Before I left to go work at Motorola, I made sure Roy wasn’t going to be left without someone in my role. This gave one of my former UTAS students (Craig Madden) the opportunity he needed to break into the industry; it turned out well for Roy and Vision too.

At the height of Vision Internet, I remember occasional staff gatherings at Roy’s. He was a good host and I think he mostly enjoyed that period, despite the worry that must’ve accompanied running a business. He was generally optimistic and trusted those he employed. He had his moments, like the rest of us, when he was unhappy or angry, but mostly, he was a good guy to be around.

If I could do so, I’d tell him this:

Roy, I’m really sorry you’re gone and that I didn’t make the time to get in contact. In recent years, I should have told you how much I appreciated the opportunity you gave me a long time ago. Upon reflection, after time spent together at Vision and elsewhere, I think we would have used the word “friend” (now distorted by social media) to describe our relationship, not just “colleague”, even if we didn’t say so. I should have told you that too.

6 Responses to “Roy & I”

  1. Jason Says:

    What a lovely eulogy mate. He was a good man and (excuse the pun) had a “Vision”. Couldn’t say a bad word about him and wish I’d stayed in touch.

  2. rystyle7 Says:

    I’m not a spiritual person by most standards, but nevertheless this reminded me that memories of the past can be important to ones’ self.

    Furthermore, the retelling of stories long gone can have a real impact on others as well. I imagine Roy’s family might have appreciated your words, and even as a distant third party who is learning to cope with loss, I was moved, and damn well appreciated this.

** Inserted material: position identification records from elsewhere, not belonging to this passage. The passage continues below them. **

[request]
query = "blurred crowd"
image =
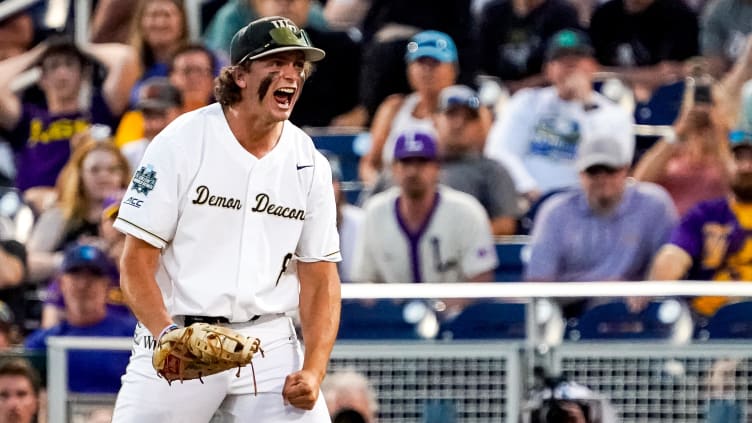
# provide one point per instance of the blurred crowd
(484, 118)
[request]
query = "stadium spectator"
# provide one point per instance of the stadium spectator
(387, 28)
(711, 241)
(724, 28)
(236, 14)
(111, 21)
(41, 135)
(692, 163)
(111, 241)
(96, 170)
(432, 65)
(541, 129)
(350, 390)
(607, 230)
(632, 39)
(345, 15)
(16, 34)
(160, 103)
(735, 87)
(191, 71)
(410, 232)
(335, 78)
(159, 29)
(463, 166)
(13, 272)
(20, 389)
(513, 36)
(85, 279)
(9, 333)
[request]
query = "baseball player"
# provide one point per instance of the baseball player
(230, 219)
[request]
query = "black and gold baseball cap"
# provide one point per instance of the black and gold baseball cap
(271, 35)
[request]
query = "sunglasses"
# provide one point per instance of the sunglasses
(601, 169)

    Roy sounded like a real innovator. I’m sad for the loss of your friend.

    • dbenn Says:

      Thank you. Roy’s death caught me off guard and I felt compelled to write. I agree that it can be too easy to define one’s self entirely in terms of the present moment or recent past, forgetting who one once was. Lingering too long in one’s past can be equally problematic sometimes of course. Mostly, as I get older (53 now), I feel the need to re-connect with people from my past. Easier said than done after many years, 20 in this case, 35+ in the case of school friends.

  3. Susan MacRae Says:

    I didn’t know you, but nice to read. I worked with Roy at Vision for a couple of years after your left. He truly was just a nice man!